The accession of China-appointed Panchen Lama to the post of the BAC’s TAR regional branch occurs in the shadow of UFWD assuming near absolute control over religious affairs at all levels of government. In one of the signs that the party is returning to its totalitarian roots, the UFWD has been granted an elevated status to manage the party’s relations with religious believers at least since last year. Reminiscent of the 1940s, the UFWD now controls all religious affairs through its religious and ethnic affairs bureau.
A Pew Research Center survey estimates some 245 million Buddhists in China, around 18% of the total national population while another 21% of Chinese adhere to folk religions that often incorporate Buddhist beliefs. Buddhism has been growing fast in China as more Chinese are drawn to the spiritual teachings of highly charismatic Tibetan monks and nuns. Many Chinese Buddhists use the internet to spread their faith as they are unable to form organisations due to the requirement of various documents. Some accuse the government of going against the constitutional provisions by using the repressive state machinery to impose party’s ideology of Marxism-Leninism on the citizens.
The appointment of Gyaincain Norbu, who is also a member of the Standing Committee of the National Committee of the Chinese People’s Political Consultative Conference (CPPCC) largely reflects China’s efforts to raise the profile of its choice of Panchen Lama as a countervailing force against the global popularity of the current Dalai Lama. Most importantly, China needs Gyaincain Norbu to control and manipulate the reincarnation of the current Dalai Lama.

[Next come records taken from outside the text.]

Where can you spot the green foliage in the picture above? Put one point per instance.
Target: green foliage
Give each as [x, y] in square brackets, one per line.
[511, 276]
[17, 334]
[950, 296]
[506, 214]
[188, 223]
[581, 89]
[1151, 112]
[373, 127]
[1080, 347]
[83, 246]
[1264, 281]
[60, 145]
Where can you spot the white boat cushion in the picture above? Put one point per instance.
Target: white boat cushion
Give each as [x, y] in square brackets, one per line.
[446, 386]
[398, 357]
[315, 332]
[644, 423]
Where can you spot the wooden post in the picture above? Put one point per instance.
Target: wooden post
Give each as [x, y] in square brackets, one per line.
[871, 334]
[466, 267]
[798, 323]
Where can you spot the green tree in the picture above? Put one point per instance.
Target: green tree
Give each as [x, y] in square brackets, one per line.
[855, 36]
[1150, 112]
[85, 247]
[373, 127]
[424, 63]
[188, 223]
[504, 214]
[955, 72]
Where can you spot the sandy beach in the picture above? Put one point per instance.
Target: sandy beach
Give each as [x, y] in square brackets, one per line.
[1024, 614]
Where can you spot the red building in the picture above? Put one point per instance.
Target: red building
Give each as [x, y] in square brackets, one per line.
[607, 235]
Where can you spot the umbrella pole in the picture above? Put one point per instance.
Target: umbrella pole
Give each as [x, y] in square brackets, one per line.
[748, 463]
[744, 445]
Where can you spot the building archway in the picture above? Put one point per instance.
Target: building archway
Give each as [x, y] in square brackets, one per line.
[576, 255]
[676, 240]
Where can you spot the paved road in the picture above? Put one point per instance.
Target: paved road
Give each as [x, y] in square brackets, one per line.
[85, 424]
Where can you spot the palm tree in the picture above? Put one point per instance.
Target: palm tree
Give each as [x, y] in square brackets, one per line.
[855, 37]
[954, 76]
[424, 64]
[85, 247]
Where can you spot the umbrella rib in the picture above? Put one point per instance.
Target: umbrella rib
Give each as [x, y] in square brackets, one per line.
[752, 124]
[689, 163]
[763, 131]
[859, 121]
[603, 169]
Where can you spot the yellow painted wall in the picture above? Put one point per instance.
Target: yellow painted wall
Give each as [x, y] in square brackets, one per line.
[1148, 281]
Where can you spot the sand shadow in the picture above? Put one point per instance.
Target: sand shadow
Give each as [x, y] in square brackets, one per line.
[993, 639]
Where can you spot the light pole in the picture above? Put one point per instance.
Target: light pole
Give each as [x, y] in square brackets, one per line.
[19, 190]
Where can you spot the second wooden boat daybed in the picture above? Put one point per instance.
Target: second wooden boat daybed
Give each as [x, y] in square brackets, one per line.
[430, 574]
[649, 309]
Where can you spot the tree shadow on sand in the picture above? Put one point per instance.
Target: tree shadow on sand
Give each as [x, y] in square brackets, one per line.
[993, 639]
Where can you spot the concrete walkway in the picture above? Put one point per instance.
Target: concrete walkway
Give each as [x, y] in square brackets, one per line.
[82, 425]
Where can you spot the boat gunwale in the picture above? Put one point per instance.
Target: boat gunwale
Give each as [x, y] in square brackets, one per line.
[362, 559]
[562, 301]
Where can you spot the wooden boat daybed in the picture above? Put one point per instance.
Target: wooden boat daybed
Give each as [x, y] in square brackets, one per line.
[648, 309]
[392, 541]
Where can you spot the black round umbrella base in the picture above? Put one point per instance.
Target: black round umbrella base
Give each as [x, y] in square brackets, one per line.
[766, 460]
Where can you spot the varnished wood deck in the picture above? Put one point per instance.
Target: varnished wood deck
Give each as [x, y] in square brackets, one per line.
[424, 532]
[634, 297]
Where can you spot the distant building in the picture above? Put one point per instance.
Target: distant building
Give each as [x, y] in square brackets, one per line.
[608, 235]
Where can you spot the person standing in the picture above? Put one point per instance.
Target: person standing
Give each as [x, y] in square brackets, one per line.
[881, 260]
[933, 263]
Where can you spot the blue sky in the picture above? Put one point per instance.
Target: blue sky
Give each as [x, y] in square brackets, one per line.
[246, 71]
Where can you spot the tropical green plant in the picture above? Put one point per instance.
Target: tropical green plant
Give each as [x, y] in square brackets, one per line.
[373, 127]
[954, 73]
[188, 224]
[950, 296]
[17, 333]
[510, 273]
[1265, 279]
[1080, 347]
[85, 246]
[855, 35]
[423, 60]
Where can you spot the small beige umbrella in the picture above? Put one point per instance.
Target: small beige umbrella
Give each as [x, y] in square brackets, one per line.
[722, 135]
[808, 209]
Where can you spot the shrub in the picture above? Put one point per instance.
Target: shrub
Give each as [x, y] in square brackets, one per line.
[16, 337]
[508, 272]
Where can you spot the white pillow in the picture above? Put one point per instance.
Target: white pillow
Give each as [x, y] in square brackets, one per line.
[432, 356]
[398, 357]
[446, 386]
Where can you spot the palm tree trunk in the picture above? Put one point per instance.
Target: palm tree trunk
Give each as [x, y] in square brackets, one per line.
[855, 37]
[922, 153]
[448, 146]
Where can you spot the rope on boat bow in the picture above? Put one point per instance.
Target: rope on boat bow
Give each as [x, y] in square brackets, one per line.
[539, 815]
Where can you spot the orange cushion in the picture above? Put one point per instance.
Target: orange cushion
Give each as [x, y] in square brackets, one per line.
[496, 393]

The rising profile of Gyaincain Norbu has done little to silence the growing calls for the release of Gedhun Choekyi Nyima, the Dalai Lama’s selection of the Panchen Lama, who had been disappeared by the Chinese government agents in May 1995. Gedhun Choekyi Nyima has not been seen or heard since. Although China has provided conflicting information on his whereabouts and wellbeing, it has not been backed by verifiable evidence.
The Tibetan Centre for Human Rights and Democracy (TCHRD) calls on the Chinese party-state to cease using religion as a political tool and discontinue the sinister policy of infiltrating and co-opting the Tibetan clergy to advance its agenda of suppressing and undermining the role of religion as an integral part of Tibetan society and culture. TCHRD reiterates its call for the immediate and unconditional release of Gedhun Choekyi Nyima from captivity and the restoration of all of his human rights.